If we feel it is a good fit after the initial session and I believe I can help you, I will schedule an individual session with each of you. I will also have you take some assessments to further develop my understanding of your relationship and challenges. After I have conducted my initial intakes and assessments I form a treatment plan based on what I believe is the best strategy for helping you. I will then schedule our feedback session where I present the results of my assessment and provide you with my treatment plan. The treatment plan is like a roadmap that guides us during therapy.

What if one partner is not motivated or willing to participate in the process?

It is important that both partners are willing to participate in therapy. If one partner is not motivated or reluctant for whatever reason, it can hinder or thwart the therapeutic process. I generally recommend both people be willing to participate in therapy. If one of the partners has reservations or concerns, I offer a complimentary phone session to answer any questions they may have. I find this often puts people at ease if they can first talk with me before making an appointment.

How long does couple’s therapy take?

This is a common question. Every couple is different and has varying degrees of challenges they may be dealing with. If a couple is motivated and willing to do the work they will finish therapy sooner than a couple who doesn’t do the work. I have about 45 minutes a week with most of my couples. During this time, I have my couples engage in the therapeutic process which involves learning new relationship skills, healthy communication, strategies to help couples heal, deepen their emotional connection and learn to strengthen their relationship. I often have couples practice the skills and tools I give them during our session. If couples practice and do the work, they will have better relationships.

What type of couple’s therapy do you do?

My approach to couple’s therapy is informed by the Gottman Method, Attachment theory and Interpersonal Neurobiology.

What is the Gottman Method?

The Gottman Method for Couples Therapy is a scientifically-based approach developed by Dr. John Gottman. He is one of the premier researchers in couples therapy. Dr. Gottman has over 4 decades of evidence-based research that undergirds his methodology. Dr. Gottman has studied what challenges many couples experience and developed tools and strategies to help with difficulties, such as communication, managing conflict, healthy interaction, and emotional connection. He has also studied what emotionally intelligent couples do. He has developed his skills and strategies based on his findings.

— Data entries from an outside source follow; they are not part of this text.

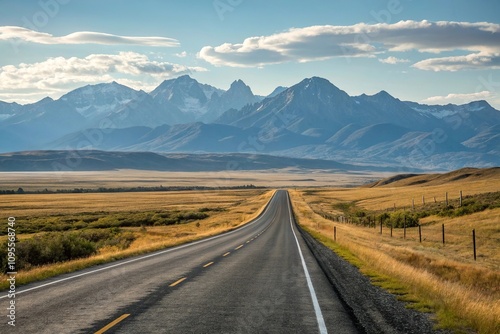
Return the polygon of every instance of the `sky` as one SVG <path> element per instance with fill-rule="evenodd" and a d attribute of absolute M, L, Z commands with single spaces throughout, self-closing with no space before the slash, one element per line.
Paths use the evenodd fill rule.
<path fill-rule="evenodd" d="M 185 74 L 259 95 L 318 76 L 351 96 L 500 109 L 500 1 L 0 0 L 0 101 Z"/>

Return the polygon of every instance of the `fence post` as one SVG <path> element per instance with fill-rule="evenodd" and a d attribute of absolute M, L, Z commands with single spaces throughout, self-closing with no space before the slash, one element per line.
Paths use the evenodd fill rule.
<path fill-rule="evenodd" d="M 441 230 L 443 231 L 443 245 L 444 245 L 444 224 L 441 225 Z"/>
<path fill-rule="evenodd" d="M 476 261 L 476 230 L 472 230 L 472 247 L 474 248 L 474 261 Z"/>

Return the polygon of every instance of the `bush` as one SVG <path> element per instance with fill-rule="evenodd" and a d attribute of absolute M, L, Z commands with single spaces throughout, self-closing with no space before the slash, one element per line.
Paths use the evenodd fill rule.
<path fill-rule="evenodd" d="M 106 246 L 126 249 L 135 240 L 132 232 L 119 228 L 53 232 L 16 243 L 16 269 L 89 257 Z M 0 245 L 0 268 L 7 272 L 7 241 Z"/>

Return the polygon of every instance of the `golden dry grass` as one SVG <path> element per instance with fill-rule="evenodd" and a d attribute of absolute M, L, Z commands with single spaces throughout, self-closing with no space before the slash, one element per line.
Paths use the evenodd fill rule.
<path fill-rule="evenodd" d="M 478 333 L 500 332 L 500 209 L 486 210 L 458 218 L 437 216 L 422 220 L 423 242 L 418 229 L 367 228 L 334 223 L 315 212 L 335 212 L 332 204 L 355 202 L 367 210 L 390 210 L 411 206 L 412 198 L 440 196 L 449 192 L 458 197 L 494 192 L 500 179 L 476 179 L 430 186 L 384 186 L 377 188 L 315 189 L 290 191 L 300 223 L 333 238 L 337 228 L 337 244 L 357 257 L 365 273 L 391 277 L 405 286 L 407 292 L 431 305 L 440 325 L 446 328 L 472 330 Z M 419 204 L 421 205 L 421 204 Z M 441 243 L 441 224 L 446 228 L 446 244 Z M 477 235 L 477 261 L 472 253 L 472 229 Z M 371 275 L 371 274 L 370 274 Z M 413 297 L 411 297 L 413 298 Z"/>
<path fill-rule="evenodd" d="M 216 214 L 201 221 L 169 226 L 147 228 L 126 228 L 136 235 L 135 241 L 126 250 L 109 247 L 99 254 L 64 263 L 40 266 L 20 271 L 16 282 L 26 284 L 62 273 L 73 272 L 96 264 L 143 254 L 235 229 L 255 218 L 274 191 L 269 190 L 225 190 L 185 191 L 165 193 L 118 193 L 118 194 L 58 194 L 58 195 L 16 195 L 3 197 L 9 206 L 9 216 L 75 214 L 94 210 L 147 211 L 151 209 L 195 210 L 199 208 L 222 208 Z M 5 211 L 4 211 L 5 212 Z M 7 221 L 7 217 L 1 219 Z M 29 235 L 19 235 L 20 239 Z M 6 237 L 1 237 L 3 241 Z M 0 275 L 0 289 L 6 288 L 5 275 Z"/>

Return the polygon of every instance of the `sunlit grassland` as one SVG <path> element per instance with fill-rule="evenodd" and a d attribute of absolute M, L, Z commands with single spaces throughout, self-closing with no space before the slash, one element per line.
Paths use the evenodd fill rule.
<path fill-rule="evenodd" d="M 151 224 L 137 226 L 95 226 L 78 225 L 75 229 L 64 232 L 37 232 L 18 234 L 19 240 L 36 238 L 40 235 L 61 235 L 63 233 L 80 233 L 82 231 L 116 230 L 118 233 L 132 235 L 133 240 L 126 247 L 106 244 L 97 253 L 85 258 L 67 262 L 34 266 L 29 270 L 18 272 L 16 282 L 26 284 L 35 280 L 68 273 L 92 265 L 106 263 L 133 255 L 172 247 L 201 238 L 213 236 L 232 230 L 255 218 L 271 198 L 273 191 L 269 190 L 225 190 L 225 191 L 185 191 L 185 192 L 146 192 L 146 193 L 105 193 L 105 194 L 39 194 L 39 195 L 3 195 L 6 208 L 0 217 L 16 217 L 16 229 L 29 225 L 35 220 L 49 220 L 53 224 L 62 224 L 65 217 L 92 215 L 101 213 L 110 222 L 116 223 L 114 217 L 123 215 L 141 215 L 149 218 L 155 212 L 158 219 L 161 213 L 169 212 L 203 212 L 206 218 L 187 219 L 168 225 Z M 158 214 L 159 213 L 159 214 Z M 141 218 L 142 219 L 142 218 Z M 71 221 L 71 219 L 69 219 Z M 119 221 L 118 221 L 119 222 Z M 150 220 L 148 220 L 151 223 Z M 62 224 L 67 225 L 68 222 Z M 90 223 L 91 224 L 91 223 Z M 6 236 L 0 237 L 4 242 Z M 0 288 L 6 288 L 4 275 L 0 275 Z"/>
<path fill-rule="evenodd" d="M 374 284 L 409 301 L 409 307 L 432 311 L 438 326 L 456 332 L 500 332 L 500 209 L 486 209 L 459 217 L 429 216 L 418 228 L 362 227 L 323 218 L 323 213 L 341 215 L 338 203 L 354 203 L 368 212 L 412 210 L 426 203 L 444 201 L 451 205 L 463 196 L 497 192 L 500 180 L 460 181 L 432 186 L 352 189 L 309 189 L 291 191 L 300 223 L 343 256 L 350 258 Z M 341 207 L 341 206 L 340 206 Z M 445 244 L 442 244 L 442 224 Z M 337 241 L 333 242 L 336 226 Z M 477 236 L 477 260 L 472 249 L 472 229 Z M 354 260 L 353 260 L 354 259 Z"/>

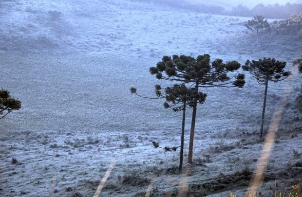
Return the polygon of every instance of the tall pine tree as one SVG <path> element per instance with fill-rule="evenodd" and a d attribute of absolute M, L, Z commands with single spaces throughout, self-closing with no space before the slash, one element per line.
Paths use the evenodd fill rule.
<path fill-rule="evenodd" d="M 264 58 L 259 59 L 258 60 L 252 60 L 252 61 L 247 60 L 245 65 L 242 66 L 243 69 L 248 71 L 259 84 L 265 86 L 260 127 L 261 139 L 263 136 L 263 126 L 268 82 L 272 81 L 277 83 L 287 78 L 291 73 L 284 71 L 286 65 L 285 62 L 277 61 L 274 58 Z"/>
<path fill-rule="evenodd" d="M 150 72 L 156 78 L 189 83 L 198 92 L 199 88 L 209 87 L 242 88 L 245 83 L 245 75 L 236 73 L 231 76 L 227 74 L 238 70 L 240 64 L 236 61 L 223 63 L 218 59 L 210 62 L 210 55 L 205 54 L 197 58 L 184 55 L 163 57 L 156 67 L 151 67 Z M 192 163 L 194 133 L 197 100 L 193 106 L 188 162 Z"/>

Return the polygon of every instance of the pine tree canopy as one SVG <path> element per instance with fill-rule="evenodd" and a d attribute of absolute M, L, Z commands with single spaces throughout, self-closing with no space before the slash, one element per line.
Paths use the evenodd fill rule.
<path fill-rule="evenodd" d="M 300 72 L 302 72 L 302 58 L 297 59 L 293 62 L 294 66 L 297 66 Z"/>
<path fill-rule="evenodd" d="M 21 101 L 12 97 L 9 93 L 6 90 L 0 90 L 0 119 L 12 111 L 21 108 Z M 1 116 L 5 111 L 6 113 Z"/>
<path fill-rule="evenodd" d="M 264 84 L 266 80 L 277 82 L 290 75 L 290 72 L 283 70 L 286 65 L 285 62 L 264 57 L 258 61 L 247 60 L 242 68 L 250 72 L 259 84 Z"/>
<path fill-rule="evenodd" d="M 173 55 L 163 57 L 156 67 L 151 67 L 150 73 L 157 79 L 184 83 L 198 81 L 199 87 L 238 87 L 245 84 L 244 75 L 229 77 L 229 72 L 238 70 L 240 64 L 236 61 L 223 63 L 218 59 L 210 62 L 210 55 L 205 54 L 195 59 L 189 56 Z M 226 82 L 230 80 L 231 81 Z"/>

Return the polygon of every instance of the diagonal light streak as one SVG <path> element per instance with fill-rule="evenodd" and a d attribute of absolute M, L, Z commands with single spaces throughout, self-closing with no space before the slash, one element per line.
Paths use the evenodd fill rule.
<path fill-rule="evenodd" d="M 254 170 L 252 179 L 247 189 L 247 194 L 248 194 L 251 196 L 256 196 L 258 188 L 263 182 L 264 173 L 267 166 L 269 156 L 275 143 L 276 132 L 278 130 L 280 122 L 282 119 L 282 115 L 285 109 L 285 106 L 293 90 L 293 86 L 290 86 L 290 84 L 293 83 L 292 80 L 297 76 L 295 69 L 295 67 L 292 67 L 291 69 L 292 73 L 296 74 L 293 74 L 291 76 L 291 80 L 287 81 L 286 85 L 289 86 L 289 88 L 284 90 L 283 94 L 283 99 L 280 101 L 278 107 L 275 110 L 273 114 L 273 118 L 269 124 L 267 134 L 265 138 L 260 157 Z"/>
<path fill-rule="evenodd" d="M 110 164 L 110 165 L 109 166 L 109 167 L 108 168 L 107 170 L 106 171 L 104 177 L 103 177 L 103 179 L 102 179 L 102 180 L 100 182 L 100 183 L 98 184 L 97 189 L 96 189 L 96 191 L 95 191 L 95 192 L 94 193 L 94 195 L 93 197 L 98 197 L 98 196 L 99 196 L 100 194 L 101 193 L 101 191 L 102 191 L 102 189 L 104 187 L 104 185 L 105 185 L 105 183 L 106 183 L 106 181 L 107 181 L 107 179 L 108 179 L 108 177 L 109 177 L 110 173 L 112 171 L 112 170 L 113 169 L 113 168 L 115 164 L 116 161 L 116 160 L 115 159 L 115 158 L 114 158 L 111 161 L 111 163 Z"/>

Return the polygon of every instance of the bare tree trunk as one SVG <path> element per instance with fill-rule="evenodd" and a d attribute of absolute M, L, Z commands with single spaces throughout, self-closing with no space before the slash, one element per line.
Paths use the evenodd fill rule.
<path fill-rule="evenodd" d="M 266 95 L 267 94 L 267 85 L 268 84 L 268 79 L 266 78 L 265 81 L 265 90 L 264 91 L 264 98 L 263 101 L 263 108 L 262 108 L 262 117 L 261 117 L 261 127 L 260 128 L 260 139 L 263 136 L 263 125 L 264 124 L 264 117 L 265 112 L 265 105 L 266 104 Z"/>
<path fill-rule="evenodd" d="M 184 103 L 183 109 L 183 121 L 181 125 L 181 137 L 180 139 L 180 156 L 179 157 L 179 167 L 178 170 L 181 172 L 184 160 L 184 141 L 185 138 L 185 122 L 186 121 L 186 102 Z"/>
<path fill-rule="evenodd" d="M 198 92 L 198 81 L 196 81 L 195 88 Z M 189 151 L 188 156 L 188 163 L 192 164 L 193 163 L 193 143 L 194 141 L 194 132 L 195 131 L 195 122 L 196 118 L 196 110 L 197 108 L 197 101 L 194 102 L 194 107 L 193 107 L 193 113 L 192 114 L 192 121 L 191 122 L 191 130 L 190 131 L 190 141 L 189 142 Z"/>
<path fill-rule="evenodd" d="M 256 43 L 258 43 L 258 28 L 257 28 L 257 40 L 256 41 Z"/>

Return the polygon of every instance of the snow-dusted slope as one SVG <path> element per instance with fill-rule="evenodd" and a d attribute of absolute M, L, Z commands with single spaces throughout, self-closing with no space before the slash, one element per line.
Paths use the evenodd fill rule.
<path fill-rule="evenodd" d="M 154 188 L 162 185 L 161 192 L 175 187 L 170 180 L 182 177 L 162 175 L 177 163 L 178 153 L 153 149 L 151 141 L 178 143 L 180 114 L 164 109 L 163 101 L 132 95 L 129 89 L 136 86 L 152 95 L 155 83 L 168 84 L 149 72 L 164 55 L 207 53 L 213 60 L 242 63 L 263 56 L 290 62 L 300 56 L 300 40 L 287 44 L 262 36 L 263 44 L 255 47 L 242 25 L 246 20 L 127 0 L 0 1 L 0 88 L 22 102 L 19 112 L 1 120 L 1 195 L 89 196 L 113 158 L 106 195 L 144 195 L 148 185 L 122 184 L 124 175 L 132 172 L 150 179 L 159 174 Z M 292 101 L 301 85 L 294 71 L 287 82 L 269 87 L 266 124 L 283 92 L 293 88 L 282 126 L 301 125 L 293 121 L 299 114 Z M 227 153 L 231 160 L 241 156 L 234 157 L 231 168 L 224 165 L 227 155 L 214 154 L 208 168 L 196 168 L 189 183 L 217 177 L 218 170 L 232 173 L 246 162 L 243 158 L 252 169 L 261 144 L 245 146 L 237 136 L 258 129 L 264 89 L 250 76 L 246 79 L 243 89 L 202 90 L 208 97 L 199 107 L 194 158 L 237 142 L 241 146 Z M 301 149 L 299 135 L 291 142 L 284 137 L 278 145 L 273 158 L 279 170 L 286 165 L 280 150 L 287 160 L 298 160 L 291 148 Z M 13 158 L 18 164 L 11 163 Z"/>

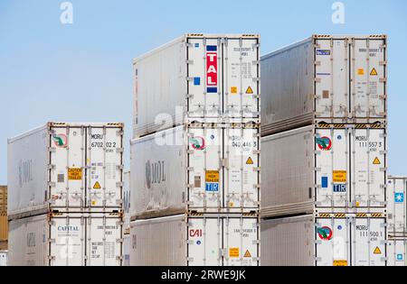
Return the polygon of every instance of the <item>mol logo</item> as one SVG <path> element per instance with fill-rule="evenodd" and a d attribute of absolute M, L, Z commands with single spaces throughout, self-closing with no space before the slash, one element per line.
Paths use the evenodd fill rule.
<path fill-rule="evenodd" d="M 218 92 L 218 47 L 206 46 L 206 85 L 207 93 Z"/>

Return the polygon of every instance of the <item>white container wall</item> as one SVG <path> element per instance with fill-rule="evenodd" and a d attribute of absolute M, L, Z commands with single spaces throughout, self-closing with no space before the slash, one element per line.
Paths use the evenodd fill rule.
<path fill-rule="evenodd" d="M 179 126 L 131 142 L 131 215 L 257 212 L 256 125 Z"/>
<path fill-rule="evenodd" d="M 131 224 L 132 266 L 258 266 L 257 217 L 185 215 Z"/>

What is Attachment Theory?

Attachment Theory was first introduced and studied by Dr. John Bowlby. He looked at how our first primary relationships, usually with our mother and / or our father, influence us. He believed that our first experience with love and relationships is formed by our interactions with our primary care givers. Bowlby was instrumental in helping us to understand that these primary relationships in our lives create deep and enduring emotional bonds. According to Bowlby, our attachment with them whether secure or insecure, can affect our other relationships. We form internalized models of what love and attachment mean based on our relationships with our primary caregivers.

Later in the work of Mary Ainsworth, Bowlby’s hypothesis was tested in the Strange Situation Experiment. Ainsworth found that we generally have one of 3 styles of attachment: secure, insecure avoidant or insecure anxious. Over the last decade researchers are continuing to carry out and further research in this area. Dr. Sue Johnson and her work with Emotionally Focused Therapy is one example of attachment theory influencing current research and practice.

What is interpersonal neurobiology?

Interpersonal neurobiology, introduced by Dr. Dan Siegel, is a theory that helps us understand human development and functioning as being the result of the affiliation between the mind, body and relationships. It is an interdisciplinary field that brings together a wide array of scientific disciplines to help understand the mind, human experience and mental well-being. Interpersonal neurobiology is a scientifically grounded approach that helps us to understand the processes of integration, regulation and the importance of relational experiences in the development of a healthy mind.